Эмили улыбнулась - и улыбка задержалась чуть дольше, чем я мог ожидать. Как вдруг, внезапно вспыхнув, она отвела взгляд.
- Идите сюда! - призвал с улицы Пинкер.
В экипаже на обратном пути в Лаймхаус мне показалось, будто, соприкасаясь со мной бедром, Эмили отстранялась уже не так резко, как раньше.
Глава одиннадцатая
"Земляной" - это запах свежевскопанной земли, влажной после дождя, и он весьма схож с запахом свекольного корня.
Жан Ленуар. "Le Nez du Café"
В тот вечер, прогуливаясь по Пиккадилли, я увидел, как впряженный в брогам жеребец пытается совокупиться с кобылой. Большинство экипажных лошадей, разумеется, кастрировали, но этот очевидно принадлежал какому-то богачу и уже вполне свыкся с тенетами упряжи. Кобыла была привязана у входа в универмаг Симпсона, а кучер экипажа куда-то отлучился.
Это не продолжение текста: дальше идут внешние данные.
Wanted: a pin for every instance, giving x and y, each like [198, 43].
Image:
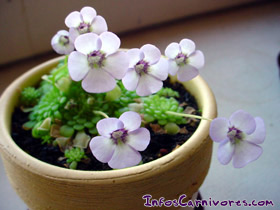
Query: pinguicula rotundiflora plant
[101, 98]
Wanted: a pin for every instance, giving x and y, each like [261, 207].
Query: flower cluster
[95, 59]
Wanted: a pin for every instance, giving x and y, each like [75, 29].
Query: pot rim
[204, 98]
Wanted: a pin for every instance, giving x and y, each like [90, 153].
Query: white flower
[147, 70]
[184, 60]
[61, 43]
[120, 140]
[97, 62]
[85, 21]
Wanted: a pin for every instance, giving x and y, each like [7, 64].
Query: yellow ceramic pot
[44, 186]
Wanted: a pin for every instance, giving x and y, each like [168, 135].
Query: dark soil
[160, 145]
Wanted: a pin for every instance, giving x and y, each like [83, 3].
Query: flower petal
[151, 52]
[135, 55]
[73, 20]
[245, 152]
[131, 120]
[131, 80]
[172, 67]
[148, 85]
[88, 14]
[187, 46]
[98, 81]
[172, 50]
[61, 48]
[196, 59]
[102, 148]
[139, 139]
[73, 34]
[218, 129]
[124, 156]
[99, 25]
[160, 69]
[110, 42]
[87, 43]
[78, 65]
[108, 125]
[186, 73]
[243, 121]
[259, 134]
[117, 64]
[225, 152]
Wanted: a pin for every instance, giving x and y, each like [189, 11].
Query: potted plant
[94, 63]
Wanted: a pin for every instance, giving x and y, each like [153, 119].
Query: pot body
[44, 186]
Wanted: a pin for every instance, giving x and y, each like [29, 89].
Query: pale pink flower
[61, 43]
[184, 60]
[85, 21]
[120, 140]
[147, 70]
[97, 62]
[239, 138]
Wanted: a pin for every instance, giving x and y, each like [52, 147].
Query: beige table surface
[241, 48]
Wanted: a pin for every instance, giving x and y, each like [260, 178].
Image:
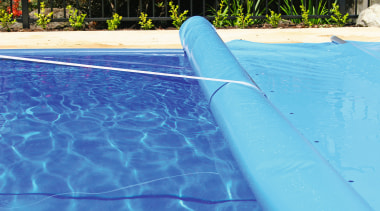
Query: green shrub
[145, 22]
[115, 22]
[243, 20]
[337, 16]
[274, 19]
[221, 15]
[178, 19]
[43, 19]
[305, 16]
[6, 19]
[76, 20]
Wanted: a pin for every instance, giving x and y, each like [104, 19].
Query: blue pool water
[81, 138]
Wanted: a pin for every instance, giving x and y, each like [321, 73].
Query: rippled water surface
[88, 139]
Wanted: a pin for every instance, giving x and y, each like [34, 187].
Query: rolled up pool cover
[283, 169]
Зрелище было довольно странное: жеребец, зажатый в упряжи между оглоблями, пытался вскарабкаться на спину кобыле, толкаясь своим мощным органом ей в зад. Каждый раз он соскальзывал, утянутый назад грузным громоздким экипажем: но это жеребца не останавливало, он тотчас предпринимал очередную попытку, снова неуклюже вскидывая вверх передние копыта, как китаец, пытающийся подхватить палочками кусок мяса. Между тем кобыла все это время смирно стояла, почти не двигаясь с места, даже когда жеребец захватывал зубами ее шею. Задок экипажа кренился и с каждым шатким отскоком задних ног жеребца грохал о мостовую.
Собралась небольшая толпа. Наиболее респектабельные леди спешили прочь, но среди зевак я заметил нескольких молодых женщин, которые были куда смелее, и я с интересом то и дело переводил взгляд с возни животных на хихикавших девиц, всем своим видом демонстрировавших свое изумление и восторг.
Наконец явился кучер брогама и с криком попытался оттащить своего жеребца. Тот, понятно, не имел ни малейшего желания прекращать свое занятие, даже когда хозяин принялся охаживать его кнутом - с немалым риском для себя самого, сказал бы я. Жеребец, желая примоститься на спине у кобылы, яростно потрясал передними копытами, в то время как задними выписывал сложные па, пытаясь высвободиться от коляски, кринолином покрывшей его зад. Все это выглядело так, будто кучер как раз подстегивает жеребца к действиям. Под конец жеребец справился с задачей и по собственной воле сполз с кобылы, разбитая коляска с грохотом вернулась в исходное положение. Орган жеребца все еще свисал до самой мостовой, когда хозяину удалось, наконец, под насмешливые улюлюканья зевак погнать его рысцой прочь.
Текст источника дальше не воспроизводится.